Director: James Foley

Cast: Dakota Johnson, Jamie Dornan, Kim Basinger, Marcia Gay Harden, Rita Ora, Bella Heathcote

Classification: MA15+ (Strong Sex Scenes)

Review by Peter Gray

Made with a specific audience in mind, ‘Fifty Shades Darker’ is not the type of film designed to convert those unfamiliar or disinterested in the sex-heavy world author E.L. James created with her curiously popular ‘Fifty Shades’ trilogy. A series that proved talk is cheap and sex does indeed sell, its conversion from page to picture was inevitable, and though the preceding ‘Fifty Shades of Grey’ made enough money to imply quality, it was a film surprisingly light on the one thing its readers craved: Sex – and an abundance of it at that.

For ‘Fifty Shades Darker’ it can be noted that the sexual content has been exceedingly amped (yay?) so those in attendance who crave a little less conversation and a little more action (please) may be satisfied in that regard. That being said, conversations are still alarmingly heavy in James Foley’s glossy drama that attempts to put a more relatable spin on the supposed fairy-tale romance between S&M-enthused billionaire Christian Grey (Jamie Dornan) and virginal-come-submissive bedroom buddy Anastasia Steele (Dakota Johnson).

When the last film ended Anastasia (or Ana as she’s more commonly referred to) had finally grown some back bone and walked out on Christian following her brazen statement that he will never touch her again. Here, rather frustratingly, it takes little time for her to fall back into Christian’s arms (and bed) when he claims how much he needs her, and that their relationship within the he-the-dominant-and-her-the-submissive terms has ended. Yep, Christian Grey wants to get domesticated! As the film drops the slightest hints on how damaged a childhood he had and Ana adopts a push and pull mentality as to what she wants from Christian – with relatively rough sex clearly ticking her pro column – there’s the promise of something darker and more intriguing lurking thanks to a series of B-plot strands seemingly set up to take the story in a potentially interesting (or at least trashingly entertaining) direction.

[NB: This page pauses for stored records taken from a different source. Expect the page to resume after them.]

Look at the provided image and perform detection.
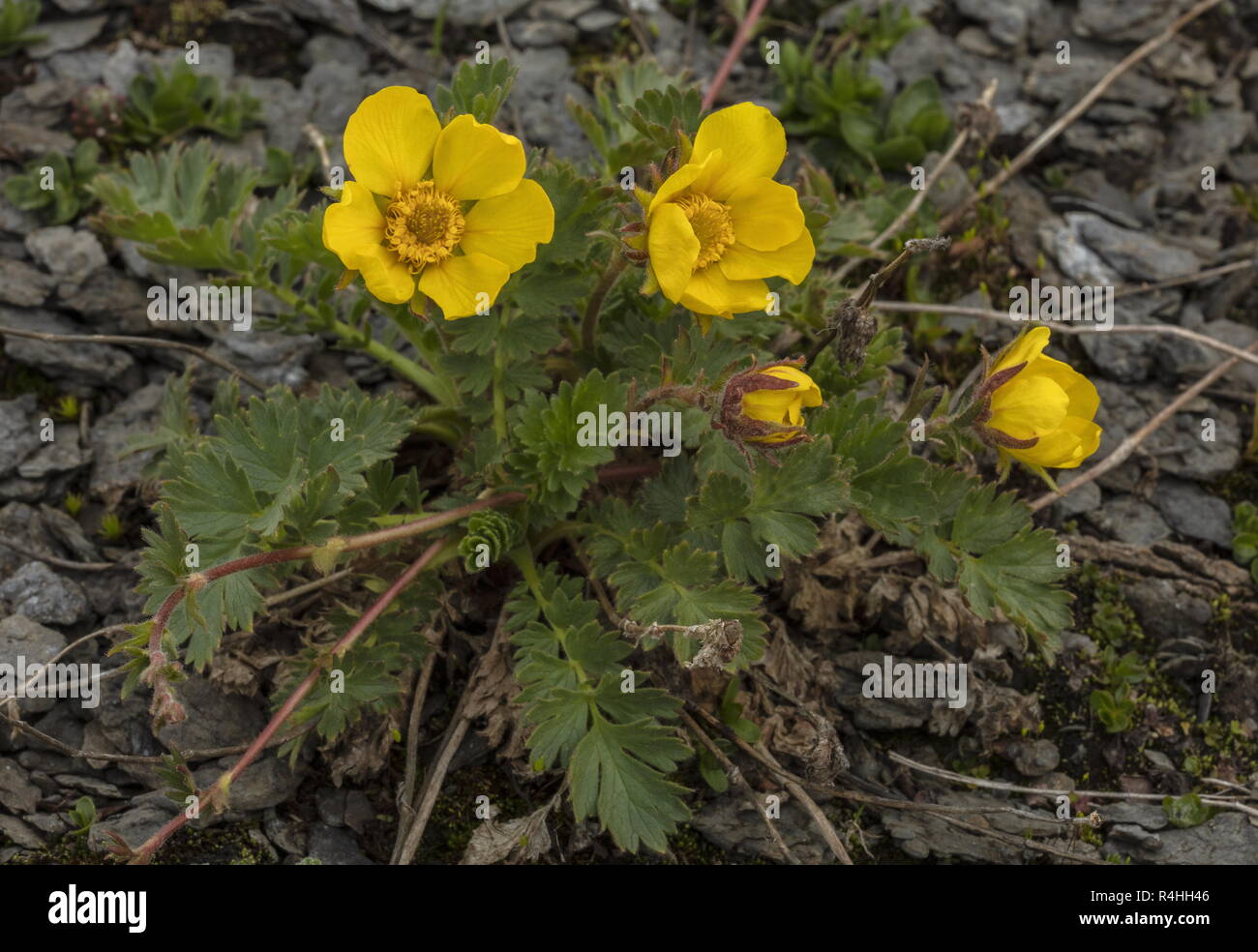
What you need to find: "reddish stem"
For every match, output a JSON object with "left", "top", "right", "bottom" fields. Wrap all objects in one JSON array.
[
  {"left": 133, "top": 527, "right": 445, "bottom": 863},
  {"left": 704, "top": 0, "right": 768, "bottom": 112}
]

Is Ana’s GQ-model boss (Eric Johnson) that crazy hot for her that he’d endanger Christian? Is former submissive Leila (Bella Heathcote) going to make good on her unhinged “single white female” persona? Will Christian’s former mentor (a wasted Kim Basinger) ruin Ana’s chance at raunchy happiness? Given how ultimately tacky these stories are it’s surprising that Foley and screenwriter Niall Leonard don’t garner more mileage out of this potential, instead they’re either unsatisfactorily dismissed or hinted as something far grander for next year’s climactic ‘Fifty Shades Freed’.

If there’s anything genuinely positive to say about ‘Fifty Shades Darker’ it’s that Johnson once again proves her cinematic spark can shine in even the darkest of circumstances; her mix of adorable awkwardness and assured sexuality drives this tawdry affair above its made-for-TV temperament. As for Dornan, he feels much more at home second time around with his less polished look (though his fans can rest easy knowing he still appears immaculate) seemingly making way for something of a personality; sadists have feelings too, who knew?

As subtle as the pop-heavy catalogue that accompanies each defining moment (under-showerhead sex to the tune of Halsey exclaiming “I am not afraid anymore”? Check!) ‘Fifty Shades Darker’ isn’t attempting to be a greater production than it is. As with its predecessor it’s miles better than its literary counterpart, though that was never going to be a challenge, and there’s no denying that the film is an awful lot of fun. Just how intentional said fun is is another question entirely.